State projects good for business

Amid the pressures on many businesses, with recovery from the two-month Level Four national lockdown leading the pack, there is a surprising amount of stimulus in the offing as the Government pushes its infrastructure programmes up the priority ladder and starts converting plans into action.

For those used to a few decades of talk, the Second Republic’s attitude of budgeting for plans and then starting the hard physical work is welcome. And, even more importantly, the Government is now keen on using Zimbabwean companies and contractors as the main implementers, and even when a foreign engineering expert company is called in, to ensure that the raw materials and sub-contracting is bought and done locally.

We saw this with the Harare-Masvingo-Beitbridge Highway. There was a fancy and expensive plan to use a foreign firm to basically take over the road and the tollgates along it for 20 years or more. Fortunately that particular foreign entity was not some well-capitalised concern offering a rational and reasonable contract, but rather one of these get-rich-quick outfits. So the contract tanked and was voided.

Instead, the Government started doing the planning itself and hiring Zimbabwean contractors to do the heavy lifting. What interested the new Government planners as they monitored progress and checked costs, was that the Zimbabwean firms were perfectly capable of doing the work well, and the costs are significantly lower than using the scheme offered by the foreigners.

Now the Government is thinking about taking up the concept of the credit scheme offered by the chancers, but running it itself. This would involve floating a bond issue tied to the highway, but using the toll fees generated along that highway to service and eventually repay the bonds.

While there has been a determination in the Government to balance the budget, using tax dollars to pay all recurrent expenditure and to pay many of the capital costs, on the basis that quite a lot of this capital spending is necessary, but does not provide fixed income to service the loans. While there are economic theories that even general capital expenditure can upgrade the economy to make it possible for more business and so more taxes, and those extra taxes can then fund repayments, this does not really work out in practice.

For a start, there is what can best be described as social capital spending, new hospitals, universities and schools for example. There is no way a Government can set fees to recover that spending, and at best the fees that can realistically be charged will do nothing more than cover the maintenance. And while that spending does improve the lives of Zimbabweans it is a long and complex trail that might generate more taxes at some stage.

But a busy national highway is somewhat different. Thousands of vehicles a day cross the Limpopo at Beitbridge on their way north, with the bulk then driving north on the Masvingo leg of the highway network, and with Harare as the largest single destination. In addition there is the internal traffic along sections of that highway.

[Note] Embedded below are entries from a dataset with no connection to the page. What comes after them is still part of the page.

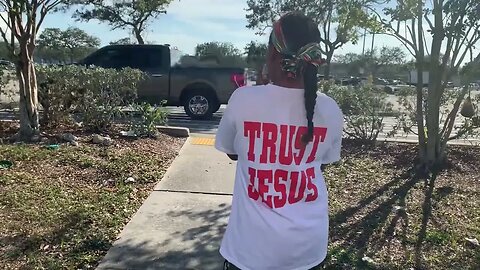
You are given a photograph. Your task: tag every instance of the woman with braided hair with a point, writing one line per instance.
(281, 134)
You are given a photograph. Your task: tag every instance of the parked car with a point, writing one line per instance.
(200, 89)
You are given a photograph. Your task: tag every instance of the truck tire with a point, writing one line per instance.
(200, 105)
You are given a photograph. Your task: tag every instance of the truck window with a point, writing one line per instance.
(112, 58)
(147, 59)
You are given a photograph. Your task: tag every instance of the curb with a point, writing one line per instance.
(413, 141)
(179, 132)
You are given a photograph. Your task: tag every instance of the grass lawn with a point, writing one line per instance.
(382, 217)
(62, 209)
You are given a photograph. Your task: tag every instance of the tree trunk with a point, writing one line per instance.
(138, 35)
(326, 73)
(420, 62)
(435, 92)
(29, 119)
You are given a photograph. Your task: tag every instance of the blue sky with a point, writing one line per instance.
(190, 22)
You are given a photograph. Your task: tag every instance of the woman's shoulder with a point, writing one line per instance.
(328, 105)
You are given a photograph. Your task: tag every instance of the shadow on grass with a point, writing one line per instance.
(195, 247)
(71, 243)
(357, 227)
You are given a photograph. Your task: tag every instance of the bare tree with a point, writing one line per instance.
(454, 26)
(132, 14)
(23, 19)
(340, 21)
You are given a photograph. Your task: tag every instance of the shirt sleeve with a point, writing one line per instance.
(227, 130)
(334, 152)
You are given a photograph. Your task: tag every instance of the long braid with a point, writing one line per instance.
(310, 82)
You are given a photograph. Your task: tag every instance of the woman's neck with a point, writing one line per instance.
(288, 83)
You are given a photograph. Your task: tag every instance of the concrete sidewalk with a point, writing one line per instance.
(181, 224)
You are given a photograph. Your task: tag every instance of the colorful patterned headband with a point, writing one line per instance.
(292, 62)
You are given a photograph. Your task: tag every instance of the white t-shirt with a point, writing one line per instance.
(279, 216)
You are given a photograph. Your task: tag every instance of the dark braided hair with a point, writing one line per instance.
(298, 31)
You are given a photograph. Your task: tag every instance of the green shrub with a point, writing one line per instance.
(150, 117)
(364, 108)
(97, 94)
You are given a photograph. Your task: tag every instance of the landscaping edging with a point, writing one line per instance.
(178, 132)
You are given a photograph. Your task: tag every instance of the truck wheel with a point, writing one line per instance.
(200, 105)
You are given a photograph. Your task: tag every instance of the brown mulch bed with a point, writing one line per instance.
(63, 208)
(383, 217)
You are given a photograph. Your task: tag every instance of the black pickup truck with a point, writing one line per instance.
(174, 77)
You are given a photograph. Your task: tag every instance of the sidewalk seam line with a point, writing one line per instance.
(193, 192)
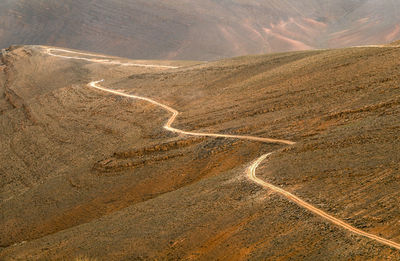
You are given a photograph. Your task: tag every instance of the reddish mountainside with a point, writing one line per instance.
(200, 30)
(88, 173)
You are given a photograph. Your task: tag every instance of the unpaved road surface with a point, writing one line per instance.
(251, 171)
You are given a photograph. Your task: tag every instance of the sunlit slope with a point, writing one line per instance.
(182, 197)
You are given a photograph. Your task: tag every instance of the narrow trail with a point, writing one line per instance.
(251, 171)
(49, 51)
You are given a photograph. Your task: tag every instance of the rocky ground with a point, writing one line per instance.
(85, 173)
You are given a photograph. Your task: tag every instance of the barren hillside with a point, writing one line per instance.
(200, 30)
(88, 173)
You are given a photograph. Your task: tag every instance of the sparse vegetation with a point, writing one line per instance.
(189, 198)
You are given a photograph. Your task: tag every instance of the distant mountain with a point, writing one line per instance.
(201, 30)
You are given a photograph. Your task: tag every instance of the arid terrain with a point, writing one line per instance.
(88, 172)
(198, 30)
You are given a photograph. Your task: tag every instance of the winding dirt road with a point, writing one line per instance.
(251, 171)
(50, 51)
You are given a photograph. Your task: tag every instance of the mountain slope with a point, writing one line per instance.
(199, 30)
(97, 175)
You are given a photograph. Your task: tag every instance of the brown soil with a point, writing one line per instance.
(85, 173)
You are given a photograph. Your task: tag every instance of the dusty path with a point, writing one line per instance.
(50, 51)
(251, 171)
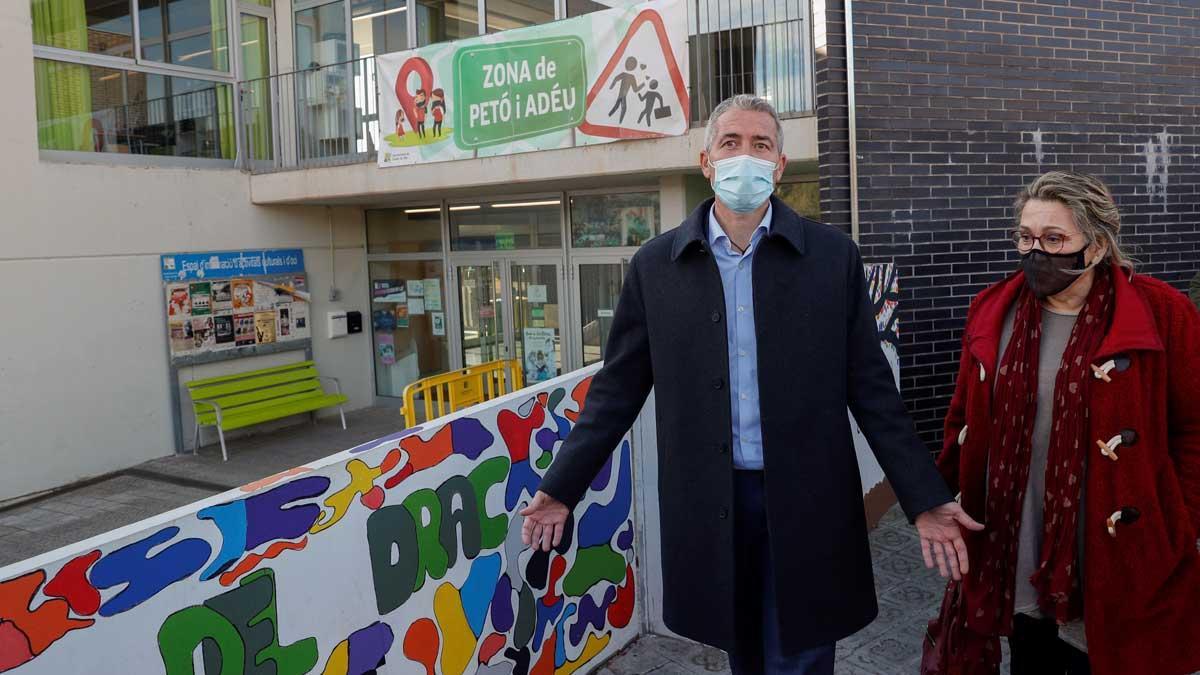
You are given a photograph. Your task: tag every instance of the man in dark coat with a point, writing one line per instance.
(755, 327)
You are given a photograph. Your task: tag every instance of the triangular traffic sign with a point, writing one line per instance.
(641, 91)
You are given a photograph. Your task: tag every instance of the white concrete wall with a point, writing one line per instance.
(83, 340)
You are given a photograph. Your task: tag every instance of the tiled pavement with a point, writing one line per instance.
(909, 593)
(171, 482)
(909, 597)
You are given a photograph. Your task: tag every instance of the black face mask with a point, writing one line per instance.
(1049, 274)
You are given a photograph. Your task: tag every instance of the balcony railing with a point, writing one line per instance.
(328, 115)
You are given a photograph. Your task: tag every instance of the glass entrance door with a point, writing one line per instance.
(599, 288)
(513, 308)
(483, 322)
(537, 318)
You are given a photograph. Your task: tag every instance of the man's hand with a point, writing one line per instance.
(545, 519)
(941, 538)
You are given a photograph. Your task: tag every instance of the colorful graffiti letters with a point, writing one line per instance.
(145, 577)
(237, 632)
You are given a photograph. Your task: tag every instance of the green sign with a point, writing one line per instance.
(612, 75)
(515, 90)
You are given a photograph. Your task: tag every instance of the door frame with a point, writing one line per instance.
(600, 256)
(505, 260)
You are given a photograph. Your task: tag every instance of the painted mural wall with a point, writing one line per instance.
(402, 555)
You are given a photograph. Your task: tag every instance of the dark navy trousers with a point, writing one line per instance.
(759, 650)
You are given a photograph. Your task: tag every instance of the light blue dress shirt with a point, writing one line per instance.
(743, 342)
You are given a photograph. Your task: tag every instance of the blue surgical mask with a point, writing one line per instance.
(743, 183)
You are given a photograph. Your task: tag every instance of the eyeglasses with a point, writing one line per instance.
(1050, 243)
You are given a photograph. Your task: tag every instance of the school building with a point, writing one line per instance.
(149, 141)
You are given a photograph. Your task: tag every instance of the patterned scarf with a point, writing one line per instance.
(971, 643)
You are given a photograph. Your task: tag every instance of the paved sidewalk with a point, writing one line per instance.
(909, 597)
(160, 485)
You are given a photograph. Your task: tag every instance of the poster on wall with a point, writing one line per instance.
(203, 334)
(244, 329)
(283, 310)
(300, 321)
(180, 335)
(264, 328)
(433, 294)
(202, 298)
(243, 294)
(613, 75)
(539, 353)
(385, 345)
(222, 296)
(222, 300)
(222, 328)
(178, 302)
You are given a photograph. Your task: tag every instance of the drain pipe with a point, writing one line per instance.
(852, 118)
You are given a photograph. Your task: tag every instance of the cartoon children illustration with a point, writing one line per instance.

This has already triggered plans to rebuild and expand toll plazas to cope with the traffic, showing that there is a lot of cash flow. The cracking down on corruption means that a higher percentage of that money is now available for what was intended, highway construction and maintenance. And that income is now protected in real terms with the switch to tolls being set in US dollars, although Zimbabwean residents can pay in local currency at the auction rate.

So dedicating the net revenue from every tollgate along that highway to servicing the loans and keeping up the maintenance does make economic sense, so long as the sums are done very carefully not to create sovereign debts that then needs the taxpayers’ children to take over.

What is interesting though, is that the bond now being considered will cover just half the costs. Someone is being very careful to ensure that what is borrowed can be repaid without problems from revenue generated. And the loan money is not for the full route, only the exceptionally busy Beitbridge-Harare section, while the lower traffic Harare-Chirundu section is funded more traditionally.

This is important when we come to the two other major projects announced over the last week or so, the Gwayi-Bulawayo pipeline and the start of a major Government housing scheme. Funding has yet to be publicised, but both could have a borrowing component depending on how exactly these two major projects will be used.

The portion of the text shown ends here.